En présence d’une quarantaine de participants, notamment des journalistes et des organisations travaillant dans le domaine de la santé, s’est tenue, le 11 juillet dernier, une conférence-débat sur les maladies cardiovasculaires et les stratégies de prévention et de contrôle à adopter. L’activité, portant sur l’une des principales causes de décès en Haïti, a été animée par deux médecins généralistes de l’hôpital Ste Thérèse de Miragoane (au sud d’Haïti) et s’est déroulée au centre Multimédia de la ville.
Passant en revue les différents types de maladies cardiovasculaires, Dr. Ancy Blaima, Directeur de la Croix Rouge de Miragoane, les a définies comme celles affectant notamment le cœur et les vaisseaux sanguins. Il les a en outre classées en deux catégories : les pathologies cardiaques et les pathologies vasculaires.
Pour le premier groupe, il a établi la distinction entre l’infarctus du myocarde et l’insuffisance cardiaque. « L’infarctus se manifeste par l’incapacité de l’artère coronaire à apporter du sang au cœur en raison de son obstruction par des dépôts de graisse (artériosclérose). Si la douleur ressentie survient lors d’un effort puis disparait, il s’agit d’une angine de poitrine. S’il s’agit plutôt d’un dépérissement de l’organe circulatoire et des douleurs persistantes, on est en présence d’un infarctus proprement dit », renseigne-t-il.
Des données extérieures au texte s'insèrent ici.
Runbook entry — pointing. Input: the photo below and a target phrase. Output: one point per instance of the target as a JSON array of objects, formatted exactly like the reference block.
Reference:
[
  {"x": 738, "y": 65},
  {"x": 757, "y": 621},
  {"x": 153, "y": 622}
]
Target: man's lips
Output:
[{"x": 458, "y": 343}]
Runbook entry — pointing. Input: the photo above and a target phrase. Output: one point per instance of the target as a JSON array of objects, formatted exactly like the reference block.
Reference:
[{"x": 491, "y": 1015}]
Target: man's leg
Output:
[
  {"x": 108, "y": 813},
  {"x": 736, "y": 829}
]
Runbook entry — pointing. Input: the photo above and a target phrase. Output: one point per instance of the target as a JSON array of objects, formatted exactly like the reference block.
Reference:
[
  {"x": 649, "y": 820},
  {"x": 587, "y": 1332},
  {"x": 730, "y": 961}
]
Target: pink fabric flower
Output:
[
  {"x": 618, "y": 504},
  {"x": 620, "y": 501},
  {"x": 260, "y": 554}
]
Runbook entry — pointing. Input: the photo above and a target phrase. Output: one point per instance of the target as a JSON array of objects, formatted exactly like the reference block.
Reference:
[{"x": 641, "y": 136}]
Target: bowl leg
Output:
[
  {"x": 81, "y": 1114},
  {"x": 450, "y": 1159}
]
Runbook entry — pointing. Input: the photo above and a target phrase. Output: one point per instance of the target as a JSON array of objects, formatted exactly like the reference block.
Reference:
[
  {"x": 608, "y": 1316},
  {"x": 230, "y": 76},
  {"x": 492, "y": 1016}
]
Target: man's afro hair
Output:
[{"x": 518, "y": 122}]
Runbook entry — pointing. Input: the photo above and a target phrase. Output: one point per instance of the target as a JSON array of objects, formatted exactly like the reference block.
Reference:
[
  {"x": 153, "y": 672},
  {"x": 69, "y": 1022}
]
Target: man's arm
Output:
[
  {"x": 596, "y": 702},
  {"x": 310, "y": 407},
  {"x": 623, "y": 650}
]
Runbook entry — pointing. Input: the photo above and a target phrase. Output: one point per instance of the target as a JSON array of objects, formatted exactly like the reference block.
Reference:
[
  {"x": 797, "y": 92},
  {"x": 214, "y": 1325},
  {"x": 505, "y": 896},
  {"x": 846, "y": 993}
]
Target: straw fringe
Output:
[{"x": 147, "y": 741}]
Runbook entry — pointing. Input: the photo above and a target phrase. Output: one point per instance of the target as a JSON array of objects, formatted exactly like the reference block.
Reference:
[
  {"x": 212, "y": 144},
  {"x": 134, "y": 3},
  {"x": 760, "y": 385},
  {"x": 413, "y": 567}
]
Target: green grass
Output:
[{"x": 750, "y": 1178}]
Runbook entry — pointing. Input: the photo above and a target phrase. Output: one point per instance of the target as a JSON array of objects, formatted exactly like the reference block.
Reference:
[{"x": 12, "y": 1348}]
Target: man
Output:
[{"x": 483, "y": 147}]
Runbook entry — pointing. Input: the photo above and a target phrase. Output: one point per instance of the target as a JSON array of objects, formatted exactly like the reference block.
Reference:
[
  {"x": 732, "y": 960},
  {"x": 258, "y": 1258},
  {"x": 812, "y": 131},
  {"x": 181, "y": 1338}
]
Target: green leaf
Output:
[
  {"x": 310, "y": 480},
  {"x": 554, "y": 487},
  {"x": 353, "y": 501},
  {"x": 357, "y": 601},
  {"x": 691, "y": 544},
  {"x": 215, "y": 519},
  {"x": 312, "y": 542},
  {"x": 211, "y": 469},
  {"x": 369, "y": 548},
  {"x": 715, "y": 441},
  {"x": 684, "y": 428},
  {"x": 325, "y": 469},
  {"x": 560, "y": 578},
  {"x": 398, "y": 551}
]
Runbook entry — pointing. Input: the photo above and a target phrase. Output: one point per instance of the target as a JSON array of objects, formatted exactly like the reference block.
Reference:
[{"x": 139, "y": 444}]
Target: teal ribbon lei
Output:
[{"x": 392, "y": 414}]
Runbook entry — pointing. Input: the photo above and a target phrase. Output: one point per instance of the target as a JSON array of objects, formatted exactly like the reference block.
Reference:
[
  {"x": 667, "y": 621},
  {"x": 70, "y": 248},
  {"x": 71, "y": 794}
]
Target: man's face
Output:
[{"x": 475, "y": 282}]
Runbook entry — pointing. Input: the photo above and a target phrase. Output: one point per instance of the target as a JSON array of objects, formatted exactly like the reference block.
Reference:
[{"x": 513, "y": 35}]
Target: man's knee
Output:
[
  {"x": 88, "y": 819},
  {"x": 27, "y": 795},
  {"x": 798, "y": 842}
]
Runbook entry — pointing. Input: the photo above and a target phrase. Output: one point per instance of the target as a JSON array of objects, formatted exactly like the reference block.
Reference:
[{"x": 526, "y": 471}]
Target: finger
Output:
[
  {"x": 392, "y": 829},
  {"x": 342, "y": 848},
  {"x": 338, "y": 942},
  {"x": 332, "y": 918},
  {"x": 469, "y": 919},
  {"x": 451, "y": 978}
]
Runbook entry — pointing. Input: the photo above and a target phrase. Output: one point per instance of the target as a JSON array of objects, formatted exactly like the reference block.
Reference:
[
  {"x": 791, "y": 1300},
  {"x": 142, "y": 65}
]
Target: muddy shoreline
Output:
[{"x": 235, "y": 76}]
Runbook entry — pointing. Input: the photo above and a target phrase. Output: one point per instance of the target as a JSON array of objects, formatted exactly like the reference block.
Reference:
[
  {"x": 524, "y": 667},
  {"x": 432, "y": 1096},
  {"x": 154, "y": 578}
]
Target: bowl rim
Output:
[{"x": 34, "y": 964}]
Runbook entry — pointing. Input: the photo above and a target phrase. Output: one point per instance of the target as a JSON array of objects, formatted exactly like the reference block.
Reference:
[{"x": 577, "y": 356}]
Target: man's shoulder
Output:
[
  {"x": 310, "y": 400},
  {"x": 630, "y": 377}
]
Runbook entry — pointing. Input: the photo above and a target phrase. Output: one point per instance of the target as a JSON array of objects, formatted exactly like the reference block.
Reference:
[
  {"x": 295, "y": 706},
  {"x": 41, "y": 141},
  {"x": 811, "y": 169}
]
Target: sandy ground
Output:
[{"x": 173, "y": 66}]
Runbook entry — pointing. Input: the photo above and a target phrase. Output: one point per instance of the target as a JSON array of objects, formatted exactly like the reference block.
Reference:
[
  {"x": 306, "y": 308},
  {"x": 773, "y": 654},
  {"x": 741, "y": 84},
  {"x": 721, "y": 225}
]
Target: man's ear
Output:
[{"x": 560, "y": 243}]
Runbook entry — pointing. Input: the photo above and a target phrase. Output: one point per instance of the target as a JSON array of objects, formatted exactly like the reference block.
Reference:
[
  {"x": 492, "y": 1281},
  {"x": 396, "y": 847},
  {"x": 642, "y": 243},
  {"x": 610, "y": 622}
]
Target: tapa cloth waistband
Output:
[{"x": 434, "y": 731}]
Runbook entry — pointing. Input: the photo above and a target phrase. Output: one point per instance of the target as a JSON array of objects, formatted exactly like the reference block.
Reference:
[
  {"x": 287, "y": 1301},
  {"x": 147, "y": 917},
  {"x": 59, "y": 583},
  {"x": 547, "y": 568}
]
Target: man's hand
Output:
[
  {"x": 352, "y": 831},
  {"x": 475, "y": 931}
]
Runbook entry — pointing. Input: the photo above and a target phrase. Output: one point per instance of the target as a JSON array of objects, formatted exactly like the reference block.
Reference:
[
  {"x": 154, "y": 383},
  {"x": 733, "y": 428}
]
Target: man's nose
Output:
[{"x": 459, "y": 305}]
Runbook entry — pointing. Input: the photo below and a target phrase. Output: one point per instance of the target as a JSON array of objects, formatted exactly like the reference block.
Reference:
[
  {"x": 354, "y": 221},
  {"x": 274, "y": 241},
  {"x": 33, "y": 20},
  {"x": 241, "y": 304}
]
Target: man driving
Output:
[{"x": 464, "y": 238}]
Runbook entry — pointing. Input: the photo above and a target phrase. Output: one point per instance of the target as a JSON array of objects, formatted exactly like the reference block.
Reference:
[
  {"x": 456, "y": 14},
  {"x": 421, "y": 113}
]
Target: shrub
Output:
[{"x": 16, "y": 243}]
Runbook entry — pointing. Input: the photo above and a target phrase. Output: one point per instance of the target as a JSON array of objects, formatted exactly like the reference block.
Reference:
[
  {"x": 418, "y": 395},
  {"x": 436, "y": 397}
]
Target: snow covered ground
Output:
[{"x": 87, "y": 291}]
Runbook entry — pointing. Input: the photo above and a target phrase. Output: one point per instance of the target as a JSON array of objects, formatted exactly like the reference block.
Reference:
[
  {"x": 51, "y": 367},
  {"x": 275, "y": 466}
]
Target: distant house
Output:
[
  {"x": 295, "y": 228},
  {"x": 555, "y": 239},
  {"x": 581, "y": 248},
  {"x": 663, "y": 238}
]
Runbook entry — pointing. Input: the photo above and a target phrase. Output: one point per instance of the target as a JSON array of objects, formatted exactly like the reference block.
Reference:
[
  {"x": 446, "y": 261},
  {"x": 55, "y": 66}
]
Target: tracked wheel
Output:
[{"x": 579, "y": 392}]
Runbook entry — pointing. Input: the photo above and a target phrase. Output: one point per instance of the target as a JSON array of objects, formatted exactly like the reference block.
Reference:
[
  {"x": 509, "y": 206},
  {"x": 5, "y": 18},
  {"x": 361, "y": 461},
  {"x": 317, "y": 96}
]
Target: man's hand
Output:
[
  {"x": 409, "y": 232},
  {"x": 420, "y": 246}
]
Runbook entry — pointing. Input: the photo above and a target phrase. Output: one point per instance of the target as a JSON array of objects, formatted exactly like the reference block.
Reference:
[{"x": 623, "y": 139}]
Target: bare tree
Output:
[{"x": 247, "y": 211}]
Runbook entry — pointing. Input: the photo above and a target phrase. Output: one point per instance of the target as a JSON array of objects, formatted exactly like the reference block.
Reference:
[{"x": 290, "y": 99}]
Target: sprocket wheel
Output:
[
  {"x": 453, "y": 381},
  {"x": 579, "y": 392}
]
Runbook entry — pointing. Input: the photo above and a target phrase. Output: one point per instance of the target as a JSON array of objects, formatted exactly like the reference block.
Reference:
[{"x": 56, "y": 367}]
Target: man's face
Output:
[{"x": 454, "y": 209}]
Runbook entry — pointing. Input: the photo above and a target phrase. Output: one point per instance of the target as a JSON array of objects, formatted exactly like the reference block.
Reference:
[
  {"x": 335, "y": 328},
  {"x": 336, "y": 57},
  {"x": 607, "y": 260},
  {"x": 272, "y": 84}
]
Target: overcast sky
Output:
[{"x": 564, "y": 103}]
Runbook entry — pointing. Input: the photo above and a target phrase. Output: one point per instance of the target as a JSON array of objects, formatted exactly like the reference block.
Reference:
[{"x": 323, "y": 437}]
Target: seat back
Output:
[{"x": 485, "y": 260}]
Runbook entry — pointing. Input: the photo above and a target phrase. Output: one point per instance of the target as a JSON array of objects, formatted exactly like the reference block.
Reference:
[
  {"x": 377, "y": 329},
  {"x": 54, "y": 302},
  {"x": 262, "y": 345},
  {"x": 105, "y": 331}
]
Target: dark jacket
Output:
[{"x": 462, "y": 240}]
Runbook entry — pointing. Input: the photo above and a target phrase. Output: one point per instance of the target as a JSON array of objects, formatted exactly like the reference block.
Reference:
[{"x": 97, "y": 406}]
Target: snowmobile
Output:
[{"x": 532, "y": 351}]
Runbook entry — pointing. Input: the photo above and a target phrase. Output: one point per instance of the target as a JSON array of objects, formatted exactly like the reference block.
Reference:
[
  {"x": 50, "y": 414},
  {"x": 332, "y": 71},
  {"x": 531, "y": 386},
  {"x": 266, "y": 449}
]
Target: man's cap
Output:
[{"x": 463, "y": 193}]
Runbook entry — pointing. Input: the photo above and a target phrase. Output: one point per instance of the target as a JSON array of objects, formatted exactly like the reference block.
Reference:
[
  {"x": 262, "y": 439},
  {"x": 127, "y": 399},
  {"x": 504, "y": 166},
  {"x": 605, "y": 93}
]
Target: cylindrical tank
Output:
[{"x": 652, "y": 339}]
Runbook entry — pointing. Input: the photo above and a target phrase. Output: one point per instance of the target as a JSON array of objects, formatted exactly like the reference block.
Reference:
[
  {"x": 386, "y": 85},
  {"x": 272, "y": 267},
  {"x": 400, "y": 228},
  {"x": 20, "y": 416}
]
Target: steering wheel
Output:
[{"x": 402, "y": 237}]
Selon Dr. Blaima, les pathologies vasculaires comprennent de leur coté l’hypertension artérielle (HTA), les artérites des membres inférieurs et les phlébites. L’hypertension artérielle se traduit par une augmentation de la pression dans les artères à un niveau au-dessus de la normale, qui est de 120 / 80 mm. « Bien que la normale peut varier d’une personne à l’autre, le niveau maximal admis est de 140/90 mm et à ce stade, il peut en découler du vertige, de la douleur à la nuque, du saignement de nez et au pire un accident cérébro-vasculaire (ACV) », a-t-il précisé. Pour lui, ce genre d’accidents a souvent comme conséquence la paralysie de certains membres et perte de connaissance.
Par ailleurs, le docteur Lolo Franzecy a axé son intervention sur les différents niveaux de prévention qu’il a classés en primaire, secondaire et tertiaire. Au niveau primaire, il faut éviter de fumer et réduire la consommation d’alcool, de graisses animales et des aliments hyper sodés (salés). « Il est important de remonter son arbre généalogique pour savoir si on n’est pas prédisposé à l’une ou l’autre de ces maladies, généralement héréditaires. Ensuite, il faut prendre les précautions qui s’imposent » a-t-il par ailleurs fait remarquer.
Au niveau secondaire, il est prudent d’effectuer des visites médicales et de faire des exercices physiques de façon régulière. Au niveau tertiaire, par contre, la maladie s’est déjà installée de façon chronique. « Le plus souvent, les patients arrivent à l’hôpital à ce stade. Tout ce qu’on peut faire, c’est de les aider à gérer la maladie qui n’est plus curable mais plutôt irréversible », expliquait Dr Lolo.
La journée s’est clôturée avec la projection d’un documentaire présentant le directeur de l’hôpital Saint Thérèse, Jacques Laroche, parlant sur le programme d’accouchement gratuit institué par le Ministère de la Sante Publique. Une partie du documentaire était dédiée à la Croix Rouge Haïtienne et présentait des responsables de cette institution discutant de l’importance de donner du sang en vue de sauver des vies.